Stephanie Rielle, als Generalsekretärin leiten Sie – zusammen mit der Präsidentin – das Bundesverwaltungsgericht. Wie erleben Sie Ihre Führungsrolle?

Es ist die anspruchsvollste Führungsaufgabe, die ich je hatte. Das Generalsekretariat kann ich ähnlich führen wie ein privates Unternehmen. Die Führung des Gesamtgerichts aber ist aufgrund der Strukturen sehr komplex. Da Plenum, PK und VK unterschiedliche Verantwortlichkeiten und Entscheidkompetenzen haben, benötigt das Aufbereiten der Entscheide viel Zeit, zumal dies meist mit umfangreichen Konsultationen verbunden ist. Dafür sind dann die Entscheide akzeptiert, was für die Umsetzung sehr wichtig ist.

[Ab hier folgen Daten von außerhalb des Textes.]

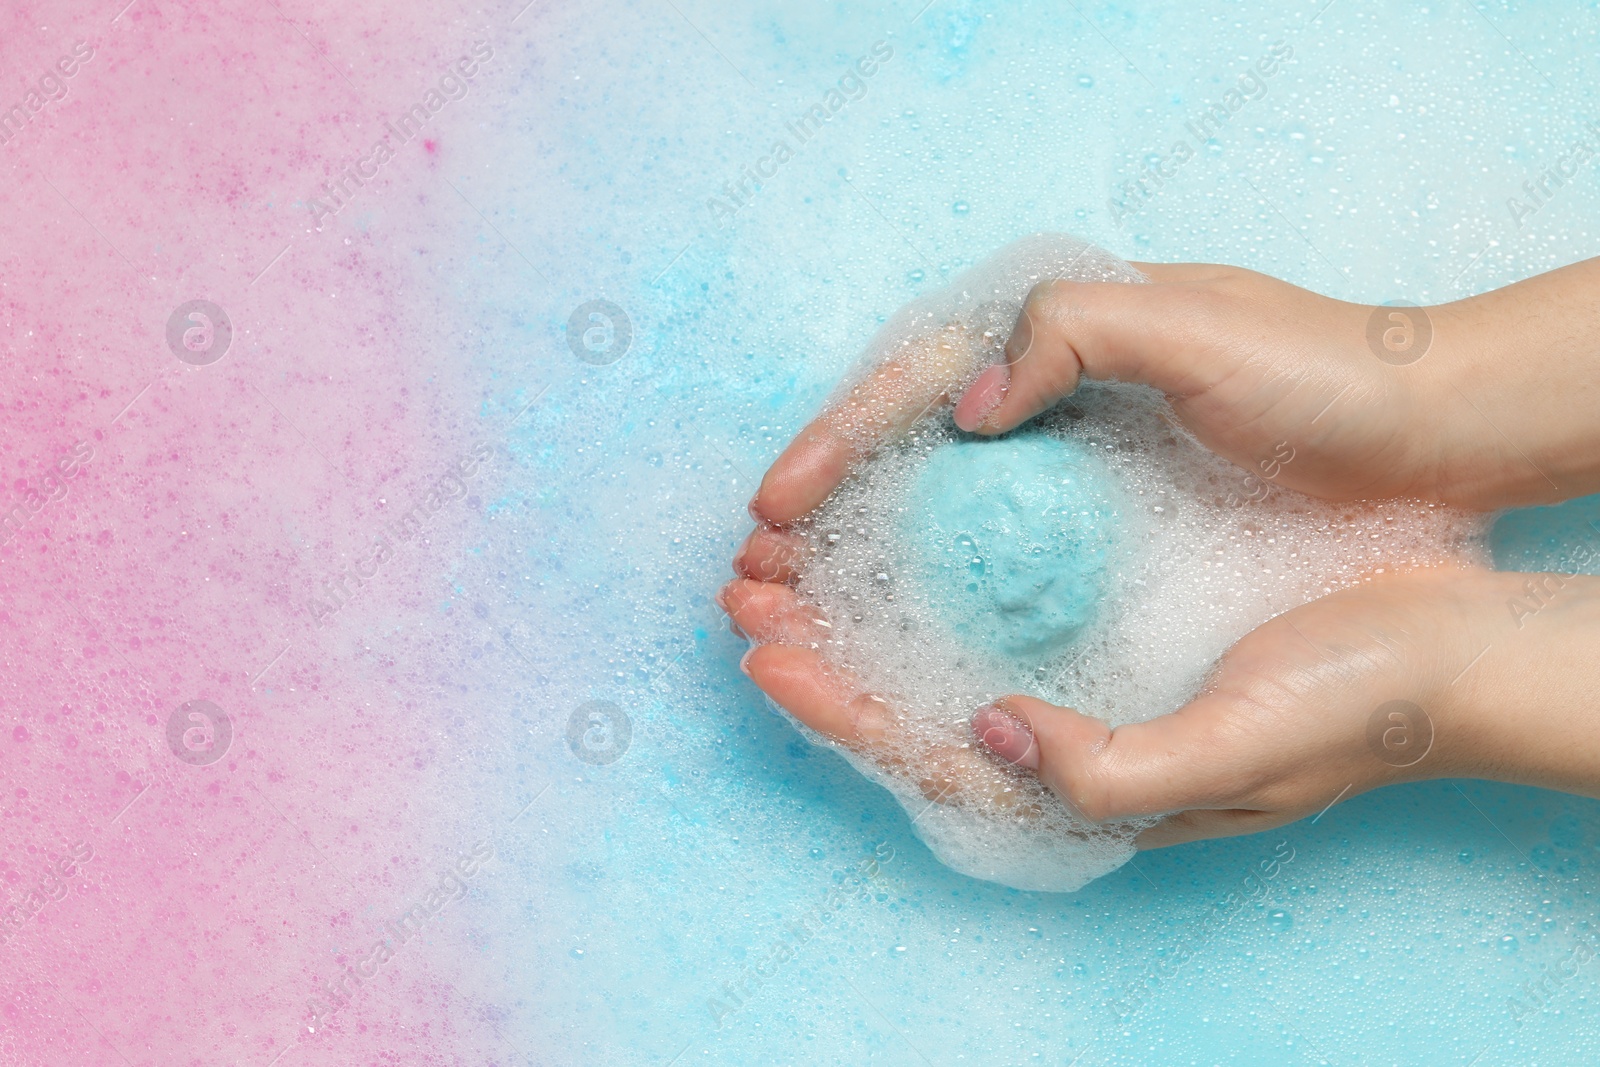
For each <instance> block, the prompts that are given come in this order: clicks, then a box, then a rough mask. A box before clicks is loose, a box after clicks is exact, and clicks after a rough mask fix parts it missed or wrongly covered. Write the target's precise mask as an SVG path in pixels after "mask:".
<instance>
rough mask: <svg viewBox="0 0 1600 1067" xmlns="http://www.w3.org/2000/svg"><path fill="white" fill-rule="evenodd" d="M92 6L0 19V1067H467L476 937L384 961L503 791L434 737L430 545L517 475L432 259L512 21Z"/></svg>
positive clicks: (288, 8)
mask: <svg viewBox="0 0 1600 1067" xmlns="http://www.w3.org/2000/svg"><path fill="white" fill-rule="evenodd" d="M120 6H122V0H115V2H114V3H85V2H77V0H74V2H70V3H24V5H21V6H8V10H6V11H3V13H0V98H3V101H5V106H10V104H11V102H18V104H19V106H21V107H22V109H24V112H26V115H24V114H22V112H18V115H16V117H14V118H13V125H10V126H6V130H5V133H8V134H10V136H8V139H6V142H5V144H3V146H0V166H3V181H0V186H3V192H0V205H3V206H0V213H3V221H0V250H3V266H0V286H3V298H0V299H3V312H0V323H3V341H5V360H3V368H0V374H3V382H0V398H3V405H5V414H3V434H0V486H3V493H0V507H3V509H8V510H10V515H11V522H10V523H8V526H6V530H5V534H6V541H5V544H3V545H0V662H3V673H0V725H3V734H0V790H3V792H0V832H3V843H5V848H3V853H0V889H3V894H5V899H8V901H13V902H14V904H13V907H11V910H10V912H8V913H6V918H5V923H3V931H0V936H3V937H5V941H3V944H0V987H3V990H5V1003H3V1009H0V1033H3V1037H0V1062H3V1064H141V1065H142V1064H235V1062H237V1064H269V1062H274V1061H277V1057H278V1056H280V1054H285V1053H293V1057H288V1056H285V1059H282V1061H278V1062H285V1064H355V1062H405V1064H421V1062H485V1061H483V1059H482V1056H483V1049H485V1048H486V1045H485V1041H486V1040H488V1038H486V1035H491V1033H493V1030H494V1024H493V1021H488V1019H483V1017H482V1013H480V1011H478V1009H477V1008H475V1006H474V1005H477V1003H478V1001H477V1000H475V998H472V997H470V995H469V992H464V990H470V989H472V987H474V984H475V982H478V981H480V969H482V968H483V957H482V952H475V950H469V949H467V947H464V945H461V944H456V942H462V941H466V939H470V936H472V928H470V925H462V923H446V921H442V920H440V917H434V918H432V921H429V923H427V926H429V928H427V931H426V933H424V934H422V941H429V942H434V947H432V949H422V947H419V942H418V939H416V937H414V936H405V937H402V936H400V934H397V936H394V937H392V939H390V944H392V945H394V953H392V957H394V958H386V960H381V961H379V960H376V958H374V955H373V952H371V947H373V945H374V944H376V942H379V941H381V939H382V937H386V933H382V931H384V928H382V925H381V923H384V921H389V920H392V918H394V917H398V915H402V913H405V912H406V909H408V907H411V905H413V904H422V905H424V907H426V910H440V909H451V907H459V904H458V902H456V899H448V901H446V899H442V897H461V894H462V893H464V891H466V888H467V886H470V885H472V883H474V881H482V880H483V878H485V875H490V873H491V872H493V865H494V862H496V861H494V859H486V861H482V859H478V861H470V859H469V861H467V862H464V864H462V867H459V869H454V867H453V864H454V862H456V861H458V856H469V854H470V851H472V849H474V846H480V849H494V848H496V835H499V833H502V830H504V829H506V827H507V825H509V819H510V817H512V816H514V814H515V813H517V809H518V808H520V806H522V803H523V801H526V800H528V797H522V798H518V797H514V795H504V797H496V798H493V800H483V801H482V803H478V801H477V800H475V798H474V797H472V792H474V785H472V782H470V781H461V777H459V776H458V774H453V769H454V768H453V766H451V763H453V761H454V760H456V755H454V752H456V745H458V744H459V742H461V741H462V736H456V737H451V739H450V744H445V737H442V733H440V729H442V723H450V720H451V713H450V712H448V709H450V707H451V705H453V704H456V702H459V693H453V691H451V689H453V686H451V685H450V681H448V680H446V677H445V673H446V672H448V669H450V661H453V657H454V649H451V648H450V646H448V641H445V640H442V638H440V635H438V632H437V630H438V629H440V627H438V625H437V624H438V621H440V619H443V617H446V616H448V614H450V613H451V609H453V606H454V601H456V598H458V593H459V590H458V589H453V587H451V581H450V565H451V557H450V553H451V552H459V550H461V549H459V544H461V537H459V536H458V531H459V530H461V526H462V523H464V522H467V518H469V515H470V514H472V512H474V510H482V507H483V504H482V499H480V498H478V496H475V494H478V493H482V491H483V488H482V486H485V485H490V483H493V480H494V467H496V456H501V464H502V462H504V461H502V454H504V450H502V448H501V443H499V442H498V440H496V438H494V435H493V429H491V427H493V426H494V419H491V418H488V413H485V418H483V419H462V418H459V416H458V413H461V411H470V410H474V408H472V402H470V398H467V397H464V395H462V381H464V373H461V371H459V370H456V368H458V366H459V358H443V354H446V352H450V354H456V352H459V336H461V330H462V326H461V323H458V322H456V320H454V318H453V315H458V310H456V307H453V306H451V299H450V293H448V286H445V285H440V283H435V282H432V280H430V275H432V272H434V270H437V269H440V267H443V266H446V262H448V258H446V256H443V254H442V253H440V250H438V248H437V246H438V243H440V238H438V234H440V219H442V218H445V219H450V221H458V218H459V214H461V213H462V211H464V210H466V208H462V206H461V200H459V198H458V194H456V192H453V189H451V184H448V182H450V178H451V165H453V160H451V155H453V142H451V134H450V133H448V130H450V125H448V120H454V122H456V125H458V126H459V125H461V123H462V122H467V120H470V117H469V115H467V114H462V112H467V109H470V107H474V106H475V104H477V102H478V101H477V99H475V93H474V86H475V85H477V83H478V82H482V80H488V78H496V77H512V75H510V70H509V69H507V64H509V62H510V59H512V56H522V54H526V50H531V48H533V46H534V42H536V40H538V32H536V30H534V22H536V16H534V13H528V14H526V16H523V18H522V19H520V21H517V22H515V26H514V24H512V19H514V16H517V13H518V11H517V8H518V6H522V5H515V6H509V8H507V10H493V11H491V10H485V8H478V6H475V5H467V3H429V5H426V6H421V5H416V6H414V8H411V10H398V11H390V10H384V11H382V14H381V16H379V14H378V11H376V5H331V3H307V2H304V0H278V2H277V3H274V2H270V0H269V2H267V3H259V5H246V3H221V5H213V3H197V2H195V3H174V2H171V0H158V2H157V0H134V2H133V3H130V5H128V6H126V8H123V10H122V11H118V8H120ZM475 42H477V46H478V50H480V51H478V58H480V59H482V53H483V51H485V50H486V51H488V53H490V56H491V58H490V59H488V61H485V62H477V64H472V62H469V64H467V66H466V67H458V69H456V70H458V74H459V70H466V69H472V74H474V77H472V78H470V80H464V82H458V80H450V82H446V83H445V85H446V91H450V93H459V96H458V98H456V99H448V98H443V93H442V94H440V96H442V98H443V99H442V106H440V109H438V114H434V112H432V110H429V112H424V114H427V115H429V118H430V120H432V122H430V123H429V125H430V126H432V128H430V130H424V131H422V133H421V134H419V136H414V138H411V139H410V142H406V141H405V139H403V138H395V136H394V134H390V144H392V146H394V154H392V158H386V160H384V162H382V165H381V166H378V165H376V162H374V160H373V158H371V157H373V154H371V147H373V144H374V142H376V141H378V139H379V136H382V134H384V133H386V130H384V126H382V123H384V122H389V120H392V118H397V117H400V115H403V114H405V112H406V109H408V107H410V106H411V104H414V102H422V104H424V107H427V106H429V102H430V101H427V99H426V94H427V93H429V91H430V90H437V86H438V82H440V78H442V77H445V75H450V74H451V70H453V67H454V64H456V61H458V58H462V56H467V58H469V59H470V56H472V48H474V43H475ZM75 50H77V51H75ZM496 59H498V61H499V62H496ZM58 61H61V66H59V67H58ZM518 62H522V61H520V59H518ZM69 69H70V77H67V75H66V72H67V70H69ZM459 85H466V86H467V88H466V90H458V86H459ZM30 91H32V93H37V94H35V96H34V98H29V93H30ZM34 106H37V110H34ZM451 110H454V112H458V114H450V112H451ZM363 158H365V160H366V162H365V163H360V170H362V171H365V173H366V174H368V176H370V178H368V179H366V182H365V184H363V186H360V187H357V186H354V184H347V186H346V190H347V192H350V195H347V197H346V205H344V206H342V210H341V211H339V213H338V214H334V216H331V218H330V216H328V214H326V213H322V214H323V218H320V219H317V214H315V213H314V211H312V210H310V208H309V205H307V200H309V198H312V197H317V195H320V190H322V186H323V182H325V181H330V179H336V173H338V171H341V170H342V168H346V166H357V165H358V162H360V160H363ZM454 182H456V186H462V187H464V186H466V179H464V178H462V176H461V174H459V173H456V174H454ZM483 208H485V213H488V211H490V210H491V206H490V205H483ZM314 219H317V221H320V222H322V229H320V230H318V229H317V227H315V226H314ZM378 219H381V221H382V226H374V221H378ZM480 229H483V227H480ZM483 234H485V240H493V238H494V234H493V232H491V230H488V229H483ZM192 299H203V301H210V302H213V304H216V306H219V307H221V309H224V312H226V315H227V318H229V320H230V323H232V339H230V342H229V347H227V350H226V354H224V355H222V357H221V358H219V360H216V362H214V363H210V365H203V366H202V365H195V362H203V360H205V355H206V354H205V352H200V354H197V357H195V362H184V360H181V358H176V357H174V350H173V349H171V347H170V346H168V339H166V330H168V318H170V315H171V314H173V312H174V309H178V307H179V306H181V304H184V302H186V301H192ZM200 328H202V331H203V323H200ZM179 333H181V331H179ZM216 338H218V333H216V330H214V323H213V336H211V344H214V342H216ZM192 342H194V344H195V346H198V347H202V349H203V347H206V338H205V336H203V333H202V334H195V336H194V338H192ZM510 414H514V413H504V419H502V422H509V421H510ZM474 446H478V448H480V456H488V461H486V462H475V461H472V459H470V454H472V450H474ZM462 456H469V459H467V462H466V466H462V467H459V469H458V467H456V464H458V459H461V458H462ZM62 458H75V461H74V459H67V461H66V464H64V466H62V467H59V469H56V464H58V461H62ZM467 470H470V474H467ZM62 472H66V474H62ZM14 509H21V510H14ZM413 509H418V510H413ZM408 510H411V512H413V514H411V520H410V523H406V522H405V518H403V514H405V512H408ZM384 536H387V542H382V541H381V537H384ZM381 544H386V545H387V550H381V549H379V545H381ZM440 545H453V547H451V549H448V550H445V549H442V547H440ZM379 557H381V558H379ZM350 565H354V566H358V568H360V571H362V573H365V574H366V581H360V582H358V581H352V579H349V577H346V579H344V581H342V589H344V593H342V595H339V592H338V587H339V585H341V577H339V576H341V571H342V569H344V568H346V566H350ZM325 582H328V584H333V585H334V587H336V590H334V593H333V595H330V593H328V590H326V589H325V585H323V584H325ZM334 605H338V608H336V609H334ZM398 694H405V696H403V697H402V696H398ZM197 699H200V701H210V702H211V705H214V707H216V709H221V710H222V712H224V713H226V717H227V720H229V728H230V731H232V737H230V741H229V742H227V745H226V750H222V752H218V747H216V742H218V726H211V728H210V729H211V733H210V736H208V733H206V731H208V728H206V723H205V718H195V720H189V718H184V720H182V723H181V725H179V728H178V729H176V734H178V737H179V741H178V747H182V749H184V750H192V752H195V753H197V755H194V757H192V761H184V760H181V758H178V757H176V755H174V753H176V749H174V747H173V745H170V744H168V720H170V718H171V717H173V713H174V709H181V707H182V705H184V704H186V702H189V701H197ZM458 728H459V729H458V734H464V736H466V739H467V741H469V744H470V742H478V744H491V742H493V737H490V736H488V734H490V731H488V729H486V728H483V726H480V725H475V723H470V721H466V720H461V721H459V723H458ZM186 729H192V731H197V733H190V734H189V736H187V741H184V736H182V734H184V731H186ZM213 753H214V755H213ZM445 753H450V755H448V757H446V755H445ZM440 795H454V797H456V801H454V803H451V805H448V806H445V805H438V803H430V801H432V800H437V798H438V797H440ZM525 822H526V821H525ZM498 843H499V848H501V849H504V848H506V845H504V841H502V840H499V841H498ZM501 862H504V861H501ZM53 869H54V872H56V873H54V875H53V873H51V872H53ZM464 869H472V870H474V872H475V873H474V877H470V878H469V877H456V878H450V877H446V875H445V872H446V870H456V872H458V875H459V872H461V870H464ZM442 878H443V885H445V886H446V889H445V891H443V893H442V894H438V896H435V897H434V899H432V901H430V897H429V894H430V893H437V891H438V886H440V881H442ZM458 886H459V888H458ZM58 897H59V899H58ZM440 915H443V917H448V912H440ZM403 933H405V934H410V929H406V931H403ZM440 941H443V942H446V949H445V950H440V947H438V944H437V942H440ZM453 947H454V949H459V950H451V949H453ZM480 949H482V945H480ZM408 957H410V958H408ZM347 966H362V969H363V971H368V973H371V974H370V976H366V977H362V979H360V981H352V979H350V977H349V973H347V971H346V968H347ZM341 976H342V977H344V987H342V990H341V995H342V997H344V998H346V1000H344V1003H342V1005H341V1003H339V997H336V995H334V993H333V992H330V990H328V985H330V982H336V981H339V979H341ZM314 1001H320V1003H314ZM334 1005H338V1008H334ZM318 1009H320V1011H322V1013H323V1014H325V1016H326V1017H325V1019H323V1021H322V1024H320V1025H318V1019H317V1016H315V1013H317V1011H318ZM488 1046H493V1040H490V1041H488ZM506 1056H517V1053H514V1051H506ZM458 1057H466V1059H458Z"/></svg>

Und bei allen Herausforderungen hatte ich noch nie so viel Gestaltungsspielraum. Das Generalsekretariat kann die Entwicklung des Gerichts mit Themen, Initiativen und Vorschlägen vorantreiben, was mir sehr gefällt.

Haben Sie schon immer gern geführt?

Ja, schon in der Schule. Ich engagiere mich gern und setze mich mit Freude für Sachthemen und Menschen ein. Mein persönliches Motto ist: Selbst gestalten, sonst wird man gestaltet. Ich mag es, Verantwortung zu übernehmen, mein Arbeitsumfeld zu gestalten, die Organisation weiterzubringen und das Potenzial der Mitarbeitenden auszuschöpfen. All das kann ich hier tun.

Frauen in Führungspositionen sind noch immer in der Minderheit. Hatten oder haben Sie je das Gefühl, es als Frau schwerer – oder einfacher – zu haben?

Ich habe mehrheitlich in Gremien gearbeitet, in denen ich die einzige Frau war. Schwerer hatte ich es aber als Frau nie. Kämpfen musste ich nur einmal, als ich hochschwanger in die Geschäftsleitung hätte befördert werden sollen; einige Männer aber fanden, dass dies bis nach der Geburt meines Kindes warten könne. Das Verständnis für die Situation von Müttern war früher nicht gross; flexible Arbeitszeiten, Teilzeitpensen in Führungspositionen und Home-Office gab es nicht. Heute sind die Rahmenbedingungen für Frauen in verantwortlichen Positionen sehr viel besser.

«Kämpfen musste ich nur einmal, als ich hochschwanger in die Geschäftsleitung hätte befördert werden sollen; einige Männer aber fanden, dass dies bis nach der Geburt meines Kindes warten könne.»

Stephanie Rielle

Führen Frauen anders als Männer?

Nein, definitiv nicht. Gute Führungskräfte gibt es bei Männern und Frauen, weniger gute ebenso. Allerdings habe ich immer wieder erlebt, dass Frauen oft mutige und auch unangenehme Entscheide treffen und umsetzen. Wichtig finde ich, dass Entscheidgremien gut durchmischt sind. Das gibt eine andere Diskussions-und Ergebnisqualität von Führungsentscheiden.

Woran liegt es Ihrer Meinung nach, dass Frauen noch immer weniger in Spitzenpositionen vertreten sind als Männer?

In der Führung gibt es immer wieder Phasen, in denen man sich durchbeissen muss. Auch bei mir musste – und muss – das Familienleben manchmal zurückstehen. Doch ich beobachte, dass mittlerweile nicht nur Frauen, sondern auch immer mehr Männer davor zurückschrecken, ihr Privatleben völlig der Arbeit unterzuordnen. Dazu bräuchten sie jemanden, der ihnen auf Kosten einer eigenen Karriere den Rücken freihält, und dieses Modell ist veraltet. Zudem passieren wichtige Karriereschritte im Alter zwischen 30 und 40, und wenn in dieser Zeit auch noch Kinder kommen, ist es ein grosser Kraftakt, alles unter einen Hut zu bringen. Dazu kommt, dass viele Frauen mehr an sich und ihrem Können zweifeln als Männer. Und sie sind in der Regel auch weniger gut vernetzt als Männer.

Was raten Sie Frauen, die für eine Spitzenposition angefragt werden oder eine solche anstreben?

Sie sollen sich nicht lange hinterfragen, sondern sich trauen und es einfach machen. Sie sollen sich immer wieder ihre Stärken vor Augen halten. Frauen wollen oft alles zu 150 Prozent richtig machen. Auch ich wollte zeitweise zu viel und zu schnell und war nicht immer kompromissbereit. Gestaltungswille ist wichtig, aber man darf das System nicht überfordern. Sicher braucht es Mut, andere Wege zu gehen, aber es lohnt sich!